During operation, main pump drive rod 34, although rotating at speeds at which, in the prior art, vibration whipping and/or whirling would occur which would cause failure by high speed interfering contact between the rod and the production tubing, operates successfully when encased in lubricant in a sleeve. Preferably, the rod 34 OD is on the order of ⅜″ to ¾″ diameter (three eighths to three quarters of an inch diameter), leaving an annulus 60 space between the circumference of the rod 34 and the inner surface of the sleeve 58 nominally on the order of {fraction (1/16)}″ (one sixteenth of an inch) within which the lubricant is maintained. In such configuration, a rod speed of greater than 3400 rpm can be maintained from a surface motor through the rod 34 and pump 26. The lubricant in the annulus, as bounded by the inner surface of the sleeve 54, prevents excursion of mass imbalanced portions of the drive rod 34, by absorbing energy where such conditions exist and forming a lubricated, damped physical barrier against significant physical movement of the rod 34 in a radial direction. Thus the drive rod 34 cannot achieve a high energy self-destructive state because it cannot deform into a significant arch, or whirling position, as was found in the prior art. Drive rod 34 as well as sleeve 54 may be configured as multiple sections of individual lengths to form the full length thereof.
Referring to
In operation, well fluids collect in production zone 18, where they are exposed to inlet of lowestmost pump housing 28. Pump motor 80 rotates its output shaft 82, and thus rod 34, at a rotational speed on the order of over 3400 rpm. This rotation is imparted to the input shaft of the uppermost impeller 32, and by virtue of the ganged connection of all pump impellers, causes each pump impeller to rotate at the main drive rod 34 rotational speed.
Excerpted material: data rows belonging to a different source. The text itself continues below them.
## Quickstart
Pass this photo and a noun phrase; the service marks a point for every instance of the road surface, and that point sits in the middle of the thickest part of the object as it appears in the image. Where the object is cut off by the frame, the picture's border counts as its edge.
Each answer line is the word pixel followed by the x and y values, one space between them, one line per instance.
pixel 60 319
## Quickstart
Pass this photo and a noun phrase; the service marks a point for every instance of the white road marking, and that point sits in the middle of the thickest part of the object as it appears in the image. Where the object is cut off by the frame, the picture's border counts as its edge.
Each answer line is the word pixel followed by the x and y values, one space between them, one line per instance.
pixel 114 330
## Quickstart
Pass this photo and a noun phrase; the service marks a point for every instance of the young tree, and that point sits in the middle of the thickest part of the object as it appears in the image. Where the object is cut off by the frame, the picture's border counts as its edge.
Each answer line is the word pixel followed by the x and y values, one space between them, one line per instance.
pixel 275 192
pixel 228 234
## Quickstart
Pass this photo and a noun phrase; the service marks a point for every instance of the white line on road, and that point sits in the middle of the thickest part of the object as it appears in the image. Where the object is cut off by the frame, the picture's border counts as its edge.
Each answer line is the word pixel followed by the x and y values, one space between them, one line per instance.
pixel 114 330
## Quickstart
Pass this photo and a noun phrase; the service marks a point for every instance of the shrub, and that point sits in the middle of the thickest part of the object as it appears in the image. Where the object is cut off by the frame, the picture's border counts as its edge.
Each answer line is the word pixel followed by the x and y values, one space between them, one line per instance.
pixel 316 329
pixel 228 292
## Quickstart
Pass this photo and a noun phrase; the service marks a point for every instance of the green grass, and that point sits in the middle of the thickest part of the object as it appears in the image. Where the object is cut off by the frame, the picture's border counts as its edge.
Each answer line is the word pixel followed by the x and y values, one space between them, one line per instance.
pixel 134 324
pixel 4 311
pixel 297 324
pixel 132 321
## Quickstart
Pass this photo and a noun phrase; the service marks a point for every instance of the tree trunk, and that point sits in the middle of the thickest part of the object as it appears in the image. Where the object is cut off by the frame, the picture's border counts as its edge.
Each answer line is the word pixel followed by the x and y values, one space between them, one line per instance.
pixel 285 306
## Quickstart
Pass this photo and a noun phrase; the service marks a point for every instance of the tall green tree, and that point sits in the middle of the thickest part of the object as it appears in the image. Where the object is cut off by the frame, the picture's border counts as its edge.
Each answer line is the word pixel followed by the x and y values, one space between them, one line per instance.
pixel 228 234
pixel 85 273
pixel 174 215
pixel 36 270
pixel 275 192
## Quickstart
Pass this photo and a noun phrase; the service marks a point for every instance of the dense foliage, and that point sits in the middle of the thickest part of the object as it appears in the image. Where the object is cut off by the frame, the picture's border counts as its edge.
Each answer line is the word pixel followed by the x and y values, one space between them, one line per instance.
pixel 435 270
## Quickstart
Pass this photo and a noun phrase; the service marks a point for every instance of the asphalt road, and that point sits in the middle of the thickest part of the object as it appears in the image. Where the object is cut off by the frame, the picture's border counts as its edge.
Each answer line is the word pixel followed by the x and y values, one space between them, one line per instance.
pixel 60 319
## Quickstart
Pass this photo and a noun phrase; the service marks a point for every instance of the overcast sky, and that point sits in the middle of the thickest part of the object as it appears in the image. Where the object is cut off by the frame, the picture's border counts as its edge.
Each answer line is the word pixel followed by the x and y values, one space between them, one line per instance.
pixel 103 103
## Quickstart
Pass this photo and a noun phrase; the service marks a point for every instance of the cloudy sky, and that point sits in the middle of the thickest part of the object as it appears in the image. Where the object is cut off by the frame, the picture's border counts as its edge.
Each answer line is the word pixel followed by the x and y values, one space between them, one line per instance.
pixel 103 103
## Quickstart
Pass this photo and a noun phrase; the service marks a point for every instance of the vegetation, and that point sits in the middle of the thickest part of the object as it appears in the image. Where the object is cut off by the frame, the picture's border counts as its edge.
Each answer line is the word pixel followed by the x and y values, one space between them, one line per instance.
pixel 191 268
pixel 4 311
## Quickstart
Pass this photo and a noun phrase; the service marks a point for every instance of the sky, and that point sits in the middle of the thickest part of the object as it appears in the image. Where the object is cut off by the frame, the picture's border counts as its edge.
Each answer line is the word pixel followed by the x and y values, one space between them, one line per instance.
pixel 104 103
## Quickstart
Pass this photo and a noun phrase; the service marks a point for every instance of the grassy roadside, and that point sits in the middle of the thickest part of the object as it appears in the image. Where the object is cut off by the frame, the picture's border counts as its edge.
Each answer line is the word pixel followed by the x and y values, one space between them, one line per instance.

Well fluids are thus accelerated through each pump housing by its respective rotor, and thence into the annulus between tube 50 and sleeve 54 to propel the fluids to the well head 12, where they are recovered through outlet 92. Thus, well fluids may be pumped with a centrifugal pump, without the need for locating the motor in a downhole location, and, without the need for reducing and stepping gearboxes, if the motor is located in an easily accessible surface location.
While the foregoing is directed to embodiments of the present invention, other and further embodiments of the invention may be devised without departing from the basic scope thereof, and the scope thereof is determined by the claims that follow.